3.5 years ago by

Walter and Eliza Hall Institute of Medical Research, Melbourne, Australia

edgeR and DESeq both use the same method, specifically they call the "BH" method of the p.adjust() function in the stats package.

The FDR (aka adjusted p-value) given for each rank position in the toptags table is an upper bound for the expected FDR up to this point in the table. One does not need to know the true state of the null hypotheses to compute the expected FDR. The actual (unknown) FDR in any specific situation can be greater or less than the FDR value given, but the theorem guarantees that on average it will be less.

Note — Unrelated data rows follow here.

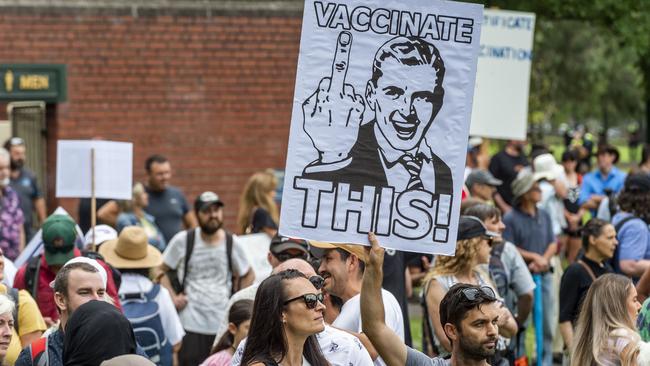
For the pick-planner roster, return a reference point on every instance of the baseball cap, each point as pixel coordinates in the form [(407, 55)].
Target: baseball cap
[(59, 235), (482, 177), (638, 183), (102, 233), (358, 250), (281, 243), (471, 227), (92, 262), (206, 199)]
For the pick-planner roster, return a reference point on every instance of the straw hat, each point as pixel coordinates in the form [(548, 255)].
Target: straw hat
[(131, 249)]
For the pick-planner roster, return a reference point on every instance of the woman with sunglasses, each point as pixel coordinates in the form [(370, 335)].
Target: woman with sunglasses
[(605, 332), (287, 313), (472, 249)]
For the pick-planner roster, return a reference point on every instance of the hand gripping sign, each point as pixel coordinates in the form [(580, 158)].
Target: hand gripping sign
[(378, 140)]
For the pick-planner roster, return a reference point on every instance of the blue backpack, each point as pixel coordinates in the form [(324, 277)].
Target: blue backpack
[(144, 314)]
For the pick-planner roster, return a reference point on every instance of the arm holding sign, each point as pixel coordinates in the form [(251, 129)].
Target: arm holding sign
[(389, 346), (333, 113)]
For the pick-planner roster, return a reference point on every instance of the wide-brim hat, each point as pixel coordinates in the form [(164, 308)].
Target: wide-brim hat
[(357, 250), (131, 249)]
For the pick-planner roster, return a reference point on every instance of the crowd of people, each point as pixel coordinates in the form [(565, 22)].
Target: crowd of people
[(161, 281)]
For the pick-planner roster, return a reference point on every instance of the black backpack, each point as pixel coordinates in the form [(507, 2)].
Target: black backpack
[(34, 268)]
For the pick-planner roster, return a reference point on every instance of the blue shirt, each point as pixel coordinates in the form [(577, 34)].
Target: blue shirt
[(595, 183), (633, 238)]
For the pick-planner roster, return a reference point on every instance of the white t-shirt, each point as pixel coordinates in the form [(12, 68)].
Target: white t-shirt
[(338, 347), (350, 317), (133, 283), (208, 283)]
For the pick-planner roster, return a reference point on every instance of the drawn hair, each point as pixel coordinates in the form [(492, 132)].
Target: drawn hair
[(256, 194), (601, 322), (267, 341)]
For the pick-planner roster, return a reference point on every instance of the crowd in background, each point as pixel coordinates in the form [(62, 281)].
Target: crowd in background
[(554, 246)]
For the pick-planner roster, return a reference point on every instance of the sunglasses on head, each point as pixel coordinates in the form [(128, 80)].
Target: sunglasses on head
[(311, 300), (284, 256), (472, 293), (317, 281)]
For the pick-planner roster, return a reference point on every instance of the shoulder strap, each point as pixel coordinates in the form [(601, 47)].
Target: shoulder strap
[(586, 267), (189, 248), (13, 294), (38, 346), (151, 295), (31, 275), (235, 277)]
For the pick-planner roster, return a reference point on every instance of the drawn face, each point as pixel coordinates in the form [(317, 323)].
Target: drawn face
[(403, 102)]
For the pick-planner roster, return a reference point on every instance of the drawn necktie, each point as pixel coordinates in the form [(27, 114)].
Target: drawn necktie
[(413, 165)]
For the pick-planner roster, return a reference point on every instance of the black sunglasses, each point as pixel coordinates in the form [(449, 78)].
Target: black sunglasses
[(284, 256), (311, 300), (317, 281), (472, 293)]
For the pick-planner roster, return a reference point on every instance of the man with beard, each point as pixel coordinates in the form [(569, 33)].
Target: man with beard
[(505, 166), (207, 260), (23, 182), (469, 315)]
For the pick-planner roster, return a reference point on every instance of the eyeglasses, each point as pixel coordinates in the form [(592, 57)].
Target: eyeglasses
[(472, 293), (317, 281), (311, 300), (284, 256)]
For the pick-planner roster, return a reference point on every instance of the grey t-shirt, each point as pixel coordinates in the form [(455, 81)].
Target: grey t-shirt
[(417, 358), (168, 207), (532, 233)]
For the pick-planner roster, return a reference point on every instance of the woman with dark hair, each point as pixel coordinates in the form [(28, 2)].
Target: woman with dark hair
[(631, 224), (97, 331), (287, 313), (599, 243), (239, 319)]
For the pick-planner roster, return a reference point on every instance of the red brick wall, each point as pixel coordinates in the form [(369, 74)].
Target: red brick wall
[(213, 94)]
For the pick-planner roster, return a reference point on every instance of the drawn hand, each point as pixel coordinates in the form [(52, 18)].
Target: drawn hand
[(333, 114)]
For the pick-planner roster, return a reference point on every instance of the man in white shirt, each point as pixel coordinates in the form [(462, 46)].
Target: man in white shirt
[(342, 267), (338, 347)]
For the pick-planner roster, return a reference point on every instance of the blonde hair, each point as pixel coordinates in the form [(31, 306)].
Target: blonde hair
[(7, 305), (466, 251), (256, 195), (604, 318)]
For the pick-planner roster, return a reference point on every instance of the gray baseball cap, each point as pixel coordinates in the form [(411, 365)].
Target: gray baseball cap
[(482, 177)]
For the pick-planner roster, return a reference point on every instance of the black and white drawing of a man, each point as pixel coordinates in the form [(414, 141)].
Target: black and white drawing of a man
[(405, 93)]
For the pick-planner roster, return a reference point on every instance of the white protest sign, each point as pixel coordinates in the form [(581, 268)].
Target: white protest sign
[(380, 122), (503, 75), (256, 247), (113, 169)]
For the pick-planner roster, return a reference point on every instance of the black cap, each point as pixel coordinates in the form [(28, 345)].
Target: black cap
[(206, 199), (639, 182), (281, 243), (471, 227)]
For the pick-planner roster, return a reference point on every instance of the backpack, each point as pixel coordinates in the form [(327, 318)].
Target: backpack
[(34, 269), (144, 314), (179, 286), (615, 261)]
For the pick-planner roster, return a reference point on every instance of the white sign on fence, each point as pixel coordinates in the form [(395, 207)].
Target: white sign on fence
[(503, 75), (113, 169), (380, 122)]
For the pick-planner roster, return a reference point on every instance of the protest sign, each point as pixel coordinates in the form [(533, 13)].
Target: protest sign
[(503, 75), (380, 122), (113, 169)]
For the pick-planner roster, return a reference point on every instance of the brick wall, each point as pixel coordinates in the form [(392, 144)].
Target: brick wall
[(211, 90)]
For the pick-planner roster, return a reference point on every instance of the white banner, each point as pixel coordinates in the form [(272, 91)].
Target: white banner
[(380, 122), (113, 169), (503, 75)]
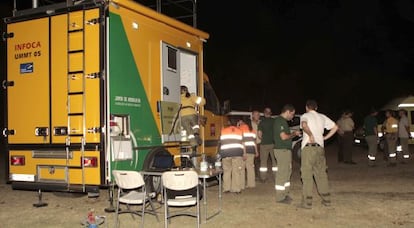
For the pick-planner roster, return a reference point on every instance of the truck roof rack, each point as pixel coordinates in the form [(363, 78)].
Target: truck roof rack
[(182, 10)]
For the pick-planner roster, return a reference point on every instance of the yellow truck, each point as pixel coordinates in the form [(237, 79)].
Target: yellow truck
[(95, 86)]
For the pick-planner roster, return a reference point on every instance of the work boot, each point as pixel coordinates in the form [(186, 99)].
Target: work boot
[(286, 200), (326, 203), (304, 205)]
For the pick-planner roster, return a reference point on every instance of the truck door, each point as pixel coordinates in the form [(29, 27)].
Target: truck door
[(28, 94), (170, 99)]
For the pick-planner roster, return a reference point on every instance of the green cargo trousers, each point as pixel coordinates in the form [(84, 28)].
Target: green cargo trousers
[(284, 171), (314, 165)]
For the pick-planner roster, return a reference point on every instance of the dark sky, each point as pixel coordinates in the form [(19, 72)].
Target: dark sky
[(346, 54), (343, 53)]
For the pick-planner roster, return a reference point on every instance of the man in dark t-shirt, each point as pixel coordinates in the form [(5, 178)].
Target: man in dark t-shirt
[(283, 153)]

The BH adjusted p-values also have an another looser (unpublished) empirical Bayes interpretation. They give a conservative estimate of the posterior probability that the null hypothesis is true, supposing that one chooses at random either the specified gene or one above it in the top table, see:

http://www.slideshare.net/AustralianBioinformatics/the-value-of-p-values-gordon-smyth

**Background**: Benjamini and Hochberg (1995) defined the concept of FDR and created an algorithm to control the expected FDR below a specified level given a list of independent p-values. When I was writing the limma package in 2002, I re-interpreted Benjamini and Hochberg's algorithm in terms of adjusted p-values. Specifically I considered each gene to define a list of p-values, being the p-values for all genes above and including that gene in the toptable. Then I defined the adjusted p-value to be the smallest pre-specified FDR for which the gene list would be considered significant according to the BH algorithm. I contributed the code to the R project as part of the p.adjust function, and that's what we use now.